Would love to see it. And if you do, I will show how I do it so we can compare notes.

Stay curious.

Some other approaches to compute 2.2 ^ 8.3

1. Cube 2.2,
   find the 10th root of the result,
   and then multiply it by 2.2^8.

2. Find 83 power of 2.2 up to desired significant digit.
   Then find 10’th root of result

How would you calculate this mentally?
Because this is one of these things that are easier said than done.

2.2^83 is bigger than 10^28. Most people have difficulties working with such large numbers.
The answer to 2.2^8.3 is almost 700. If you have to go to 10^28 intermediately to ultimately go to 700 you are bound to make mistakes.

While your answer is mathematically true, the calculation seem difficult to do mentally.
This subforum is set up to solve issues like this. Therefore I am very interested to know how you would do a calculation like this mentally.

On the Yahoo Mental Calculation forum a couple of weeks ago, somebody asked how to calculate 2.2^8.3.
I wrote down how I would do this: Yahoo | Mail, Weather, Search, Politics, News, Finance, Sports & Videos

Let’s copy/paste my answer.
Let me know if this is unclear, please.

In this case I would do 2^8 first = 256 (memorized)

Then I would move to 2.2^8 = 2^8 * 1.1^8 by doing the evolution for 11^8:
1 1
1 2 1
1 3 3 1
1 4 6 4 1
1 5 10 10 5 1
1 6 15 20 15 6 1
1 7 21 35 21 7 1
1 8 28 56 56 28 8 1

Doing all the carrying leaves us with: 1.1 ^ 8 ~= 2,144…
256 * 2.144 ~= 550

Alternatively, one could square 11 = 121, then square it again = 14641…, then square 14641. To be honest, I would not mentally square 14641. Too many numbers for my brain.
Rounding down I would square 146. = 21316, then realise I need about 3 per mill more to get from 146 to 14641.

In the square I need 6 per mill more.

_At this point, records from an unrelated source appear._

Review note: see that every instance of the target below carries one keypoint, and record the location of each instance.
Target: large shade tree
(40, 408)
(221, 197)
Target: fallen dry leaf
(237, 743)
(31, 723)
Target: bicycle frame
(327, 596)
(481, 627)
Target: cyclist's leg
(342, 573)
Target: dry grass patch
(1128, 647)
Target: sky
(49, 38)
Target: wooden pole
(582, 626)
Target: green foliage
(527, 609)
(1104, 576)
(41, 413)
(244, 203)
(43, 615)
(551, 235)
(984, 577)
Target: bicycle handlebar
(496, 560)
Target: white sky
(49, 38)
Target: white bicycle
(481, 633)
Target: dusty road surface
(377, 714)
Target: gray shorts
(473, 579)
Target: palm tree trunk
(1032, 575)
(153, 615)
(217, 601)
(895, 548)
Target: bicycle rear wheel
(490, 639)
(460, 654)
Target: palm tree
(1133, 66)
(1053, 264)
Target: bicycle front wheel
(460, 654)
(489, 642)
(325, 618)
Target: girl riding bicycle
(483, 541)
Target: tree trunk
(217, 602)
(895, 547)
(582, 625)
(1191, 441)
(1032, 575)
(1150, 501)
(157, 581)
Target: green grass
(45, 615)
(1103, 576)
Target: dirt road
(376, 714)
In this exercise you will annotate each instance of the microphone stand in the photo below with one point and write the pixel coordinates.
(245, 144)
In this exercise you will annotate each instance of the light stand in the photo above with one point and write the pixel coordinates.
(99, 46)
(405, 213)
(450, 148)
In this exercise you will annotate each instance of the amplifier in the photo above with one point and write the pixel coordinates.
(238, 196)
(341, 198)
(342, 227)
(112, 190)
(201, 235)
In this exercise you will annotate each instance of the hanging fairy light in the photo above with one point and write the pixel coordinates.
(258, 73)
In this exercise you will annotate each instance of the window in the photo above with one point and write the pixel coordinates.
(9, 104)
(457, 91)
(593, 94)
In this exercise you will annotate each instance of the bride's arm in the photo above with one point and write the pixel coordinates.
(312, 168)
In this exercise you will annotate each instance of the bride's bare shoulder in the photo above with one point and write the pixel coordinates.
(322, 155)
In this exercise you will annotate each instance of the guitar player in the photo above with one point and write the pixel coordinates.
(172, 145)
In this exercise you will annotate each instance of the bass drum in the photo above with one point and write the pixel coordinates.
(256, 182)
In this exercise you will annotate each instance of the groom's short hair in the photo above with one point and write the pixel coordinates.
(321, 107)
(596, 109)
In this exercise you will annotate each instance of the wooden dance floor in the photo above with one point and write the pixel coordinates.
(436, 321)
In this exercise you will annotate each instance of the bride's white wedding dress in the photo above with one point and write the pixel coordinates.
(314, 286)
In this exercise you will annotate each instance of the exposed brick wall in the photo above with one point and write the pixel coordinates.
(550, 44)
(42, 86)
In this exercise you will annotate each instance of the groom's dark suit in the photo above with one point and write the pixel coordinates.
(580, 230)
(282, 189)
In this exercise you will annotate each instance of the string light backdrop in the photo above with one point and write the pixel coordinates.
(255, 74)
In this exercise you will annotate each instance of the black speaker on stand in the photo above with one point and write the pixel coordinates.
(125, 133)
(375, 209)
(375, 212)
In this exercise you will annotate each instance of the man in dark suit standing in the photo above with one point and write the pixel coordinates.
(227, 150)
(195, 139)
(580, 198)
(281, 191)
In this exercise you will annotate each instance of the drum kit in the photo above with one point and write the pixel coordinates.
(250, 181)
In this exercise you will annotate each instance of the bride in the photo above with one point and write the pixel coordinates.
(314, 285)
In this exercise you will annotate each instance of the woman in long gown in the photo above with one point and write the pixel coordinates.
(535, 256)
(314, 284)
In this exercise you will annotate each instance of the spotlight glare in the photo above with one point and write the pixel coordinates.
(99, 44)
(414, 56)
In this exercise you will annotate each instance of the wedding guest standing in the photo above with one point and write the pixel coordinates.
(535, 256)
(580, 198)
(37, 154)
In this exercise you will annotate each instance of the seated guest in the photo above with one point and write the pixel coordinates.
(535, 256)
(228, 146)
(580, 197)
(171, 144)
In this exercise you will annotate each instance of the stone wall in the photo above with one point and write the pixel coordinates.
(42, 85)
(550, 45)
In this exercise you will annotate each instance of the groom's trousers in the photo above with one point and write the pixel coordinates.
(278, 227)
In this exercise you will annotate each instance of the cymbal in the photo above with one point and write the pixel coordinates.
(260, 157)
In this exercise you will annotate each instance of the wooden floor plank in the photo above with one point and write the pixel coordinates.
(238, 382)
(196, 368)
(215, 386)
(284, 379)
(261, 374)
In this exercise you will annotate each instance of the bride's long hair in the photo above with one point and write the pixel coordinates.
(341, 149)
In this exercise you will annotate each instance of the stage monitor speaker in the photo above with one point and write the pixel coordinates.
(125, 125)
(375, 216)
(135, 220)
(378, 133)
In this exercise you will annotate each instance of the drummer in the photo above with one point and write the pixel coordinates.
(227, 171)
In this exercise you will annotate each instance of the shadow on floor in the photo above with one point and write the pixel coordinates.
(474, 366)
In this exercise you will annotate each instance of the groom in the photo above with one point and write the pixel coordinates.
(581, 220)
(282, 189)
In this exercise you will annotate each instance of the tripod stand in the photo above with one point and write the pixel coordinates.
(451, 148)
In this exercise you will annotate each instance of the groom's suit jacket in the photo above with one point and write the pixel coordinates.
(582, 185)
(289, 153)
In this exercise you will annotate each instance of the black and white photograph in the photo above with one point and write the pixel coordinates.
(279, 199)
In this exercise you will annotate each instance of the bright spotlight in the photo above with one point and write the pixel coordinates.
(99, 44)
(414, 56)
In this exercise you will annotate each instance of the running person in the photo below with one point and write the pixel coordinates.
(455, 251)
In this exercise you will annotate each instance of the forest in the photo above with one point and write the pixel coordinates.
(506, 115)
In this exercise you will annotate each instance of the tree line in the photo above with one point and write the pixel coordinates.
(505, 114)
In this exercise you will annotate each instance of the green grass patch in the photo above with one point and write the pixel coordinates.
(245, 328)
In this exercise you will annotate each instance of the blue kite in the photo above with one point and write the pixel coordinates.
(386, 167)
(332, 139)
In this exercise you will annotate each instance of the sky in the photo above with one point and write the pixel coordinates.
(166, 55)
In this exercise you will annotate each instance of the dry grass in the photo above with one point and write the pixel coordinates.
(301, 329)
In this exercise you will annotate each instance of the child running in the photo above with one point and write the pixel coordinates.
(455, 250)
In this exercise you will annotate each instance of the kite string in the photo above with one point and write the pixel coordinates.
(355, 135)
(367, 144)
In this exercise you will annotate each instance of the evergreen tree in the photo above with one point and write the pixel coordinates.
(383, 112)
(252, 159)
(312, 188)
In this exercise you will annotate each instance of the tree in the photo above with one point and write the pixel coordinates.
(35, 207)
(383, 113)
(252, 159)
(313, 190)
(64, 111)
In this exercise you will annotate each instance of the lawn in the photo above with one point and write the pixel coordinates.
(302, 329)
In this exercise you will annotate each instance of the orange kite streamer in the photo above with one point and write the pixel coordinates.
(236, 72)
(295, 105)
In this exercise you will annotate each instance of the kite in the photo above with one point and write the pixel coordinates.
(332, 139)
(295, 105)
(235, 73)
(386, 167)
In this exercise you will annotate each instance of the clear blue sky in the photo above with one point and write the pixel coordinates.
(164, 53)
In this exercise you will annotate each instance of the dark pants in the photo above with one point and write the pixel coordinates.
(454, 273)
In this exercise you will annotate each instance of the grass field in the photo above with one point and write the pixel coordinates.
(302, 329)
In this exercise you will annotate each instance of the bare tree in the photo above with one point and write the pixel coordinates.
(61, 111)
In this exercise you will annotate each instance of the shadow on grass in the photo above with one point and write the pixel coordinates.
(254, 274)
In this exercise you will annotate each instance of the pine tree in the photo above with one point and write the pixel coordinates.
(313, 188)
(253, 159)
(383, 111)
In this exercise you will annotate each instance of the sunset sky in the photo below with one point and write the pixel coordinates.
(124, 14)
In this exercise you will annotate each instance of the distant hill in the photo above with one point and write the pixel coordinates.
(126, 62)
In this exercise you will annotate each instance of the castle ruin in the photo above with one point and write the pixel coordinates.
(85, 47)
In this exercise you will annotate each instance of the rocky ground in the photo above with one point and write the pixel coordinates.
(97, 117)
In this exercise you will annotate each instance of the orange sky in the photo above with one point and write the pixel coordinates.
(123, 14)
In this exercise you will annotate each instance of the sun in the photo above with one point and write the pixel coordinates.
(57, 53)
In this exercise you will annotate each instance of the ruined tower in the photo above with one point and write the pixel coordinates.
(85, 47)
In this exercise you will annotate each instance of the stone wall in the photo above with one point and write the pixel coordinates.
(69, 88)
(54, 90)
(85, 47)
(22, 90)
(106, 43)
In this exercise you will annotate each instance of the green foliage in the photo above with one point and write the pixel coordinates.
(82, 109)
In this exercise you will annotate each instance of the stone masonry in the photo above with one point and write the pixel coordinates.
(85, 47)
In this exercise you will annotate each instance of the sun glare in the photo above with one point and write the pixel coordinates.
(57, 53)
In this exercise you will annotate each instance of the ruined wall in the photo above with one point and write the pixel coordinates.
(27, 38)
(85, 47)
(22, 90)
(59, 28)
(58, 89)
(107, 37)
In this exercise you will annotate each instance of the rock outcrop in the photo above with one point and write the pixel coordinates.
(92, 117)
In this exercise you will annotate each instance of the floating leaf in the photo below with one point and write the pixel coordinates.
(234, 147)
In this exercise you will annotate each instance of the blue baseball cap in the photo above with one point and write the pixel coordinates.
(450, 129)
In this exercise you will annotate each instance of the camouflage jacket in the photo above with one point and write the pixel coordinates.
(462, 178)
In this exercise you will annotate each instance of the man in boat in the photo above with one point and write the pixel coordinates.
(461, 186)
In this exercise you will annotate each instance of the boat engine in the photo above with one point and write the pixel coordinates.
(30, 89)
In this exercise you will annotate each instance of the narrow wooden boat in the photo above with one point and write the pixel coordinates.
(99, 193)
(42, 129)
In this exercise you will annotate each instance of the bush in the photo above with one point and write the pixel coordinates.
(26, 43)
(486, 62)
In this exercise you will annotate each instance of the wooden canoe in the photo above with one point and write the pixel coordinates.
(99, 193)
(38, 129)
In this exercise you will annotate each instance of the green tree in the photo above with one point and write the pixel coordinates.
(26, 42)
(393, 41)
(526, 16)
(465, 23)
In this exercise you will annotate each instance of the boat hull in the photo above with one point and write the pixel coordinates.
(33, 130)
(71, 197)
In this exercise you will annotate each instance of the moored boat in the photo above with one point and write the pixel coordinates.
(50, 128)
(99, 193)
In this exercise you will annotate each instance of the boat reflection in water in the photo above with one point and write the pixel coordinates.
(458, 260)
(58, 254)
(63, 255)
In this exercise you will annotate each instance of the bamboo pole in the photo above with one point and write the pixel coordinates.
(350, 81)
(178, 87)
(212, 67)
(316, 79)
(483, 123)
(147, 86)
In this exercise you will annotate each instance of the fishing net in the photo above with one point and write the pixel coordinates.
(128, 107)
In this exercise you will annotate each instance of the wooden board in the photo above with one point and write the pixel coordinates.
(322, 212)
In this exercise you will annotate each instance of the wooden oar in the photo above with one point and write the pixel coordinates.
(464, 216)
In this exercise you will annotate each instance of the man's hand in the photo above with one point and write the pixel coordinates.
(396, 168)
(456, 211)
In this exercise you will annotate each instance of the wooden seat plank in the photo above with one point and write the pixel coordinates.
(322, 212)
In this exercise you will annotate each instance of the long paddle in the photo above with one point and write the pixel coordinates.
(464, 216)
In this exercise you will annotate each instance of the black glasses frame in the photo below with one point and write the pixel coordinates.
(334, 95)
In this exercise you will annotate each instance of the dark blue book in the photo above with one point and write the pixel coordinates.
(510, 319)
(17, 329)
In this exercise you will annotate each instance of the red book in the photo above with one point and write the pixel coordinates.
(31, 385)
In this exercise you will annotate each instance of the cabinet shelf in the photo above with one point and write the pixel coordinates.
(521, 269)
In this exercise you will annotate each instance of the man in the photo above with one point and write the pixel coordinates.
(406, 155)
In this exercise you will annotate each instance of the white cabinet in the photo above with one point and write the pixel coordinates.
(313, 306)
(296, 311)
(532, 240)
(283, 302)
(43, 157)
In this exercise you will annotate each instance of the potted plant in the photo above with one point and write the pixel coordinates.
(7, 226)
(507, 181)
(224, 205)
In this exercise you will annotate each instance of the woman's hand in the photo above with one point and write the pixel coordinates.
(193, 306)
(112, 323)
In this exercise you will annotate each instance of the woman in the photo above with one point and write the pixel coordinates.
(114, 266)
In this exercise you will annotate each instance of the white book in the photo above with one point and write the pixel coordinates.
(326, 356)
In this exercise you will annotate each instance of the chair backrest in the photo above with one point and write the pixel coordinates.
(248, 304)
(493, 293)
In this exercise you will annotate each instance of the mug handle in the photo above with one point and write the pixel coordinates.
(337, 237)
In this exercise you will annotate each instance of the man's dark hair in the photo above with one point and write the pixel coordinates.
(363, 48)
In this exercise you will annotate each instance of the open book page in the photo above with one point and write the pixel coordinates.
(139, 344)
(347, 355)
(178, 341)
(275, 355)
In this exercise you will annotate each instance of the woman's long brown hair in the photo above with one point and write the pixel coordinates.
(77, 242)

I would round 21316 to 213, and add the 6 per mill = 2143. since I rounded down, I will round the answer up to 2144.

Putting back the decimal point gives me 2.144.
256 * 2,144 ~= 550. We have calculated 2.2^8 ~= 550.

Now I need to guess 2.2 ^.3. I would first calculate 2.2^.1 then calculate that answer to the power of three. Or (2.2^.1)^3.

My father used to ask me how fast an interest of x% would double one’s money.
I know by heart that 7% doubles in about 10 years. It’s a little over 10 years.
So 8% in 10 years results in about 2.2 times your money.

We therefore need a little over 8%.
Getting 8% in 3 years leads to about 26% more. We need a little more, so let’s take 26.5%
550 plus 26.5% = 695,75

Nice solution.

Skip my second approach . Mental computation step for 2.2 ^ 8.3 is given as below

Mental step

1. First compute 2 ^ 8.3

2^8 = 256 ,
2^0.1 = 1.07 (10’th root of 2 . Compute it as I said earlier)

Therefore , 2 ^ 0.3 = 1.07 ^ 3 = 1.23

Therefore , 2 ^8.3 = 256 * 1.23 = 315 (Vertically crosswise or 256 *125 -512)

2. Then compute 2.2 ^8.3 by Golden lemma or proportionately formula ( Vedic math),

                                           315  ---  (i)
   

   •  315 * 8.3 /1  * 0.1   =    261  ---   (ii)
     

   •  261 * 7.3 /2  * 0.1   =      95  ---   (iii)
     

   •    95 * 6.3 /3  * 0.1   =      20  ----  (iv)
     

   •    20 * 5.3 /4  *  0.1  =       2   ----- (v)     (Here we can stop and declare answer)
     

                                             693      

Also for 22 ^ 8.3 , we need to compute 20 ^ 8.3 first and then proceed as above .

Excellent solution.
I like the way you do this!

I have a question about the Golden lemma.
How is his different from a Taylor series?

Can you tell what is difference between Taylor’s series and Multinomial thereorem . Golden lemma is advanced and
efficient way to expand multinomial expansion. We can also expand any algebraic function by Taylor’s series. Actually
Taylor’s series / McCluarin’s series is special case of Golden lemma. For more detail read all comment by author at
http://www.linkedin.com/groups/Binomial-Theorem-Reformulated-7432677.S.5830362692673630210?trk=groups_most_popular-0-b-cmr&goback=%2Egmp_7432677

Can you be a bit more specific about your question? The Taylor series is a binomial expansion of a calculation.
Does this answer your question?

Here is the Taylor expansion, which is basically the same calculation as you did (the 315 X 1.1^8.3 part):
Taylor (1+x)^8.3

So, again I am curious to know what the difference is between the Golden lemma and binomial or multinomial expansion.